Lentil and chorizo soup
Ingredients
- 150 g green lentils — dried, soaked overnight, and drained
- 250 g chorizo
- 1 carrot
- 1 red bell pepper
- 2 celery stalks
- 1 onion
- 1 sweet potato
- 1 garlic clove
- 12 slices of pancetta
- 4 slices of bread — each slice cut into 3 strips
- 2 tablespoons of vegetable paste concentrate
- 1/2 teaspoon of sweet paprika
- 30 ml olive oil
- 1 bay leave
- 600 ml water
- 1 teaspoon of salt
- 1/2 teaspoon of pepper
Instructions
Place the onion, garlic, red bell pepper, and paprika into the mixing bowl, then chop for 3 sec./speed 7. Scrape down the sides of the mixing bowl with the spatula.
Add the olive oil and, with the simmering basket in place of the measuring cup, sauté for 5 min./120°C/speed 1.

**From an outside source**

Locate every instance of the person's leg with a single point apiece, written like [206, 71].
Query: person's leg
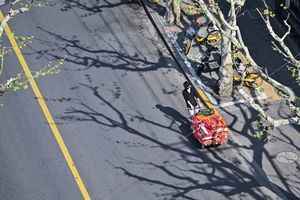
[177, 12]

Add the carrots and celery, then chop for 4 sec./speed 5. Scrape down the sides of the mixing bowl with the spatula.
Add the sweet potato, lentils, bay leaf, water, vegetable paste concentrate, and chorizo sausage, then cook for 30 min./100°C/reverse/spoon speed with the simmering basket in place of the measuring cup.
Wrap a slice of pancetta around each bread strip and place them on the prepared tray. Bake for 5–10 minutes (180°C) or until crispy. Serve the hot soup with pancetta croutons.
Croutons with pancetta
Preheat the oven to 180°C and line a baking tray with parchment paper.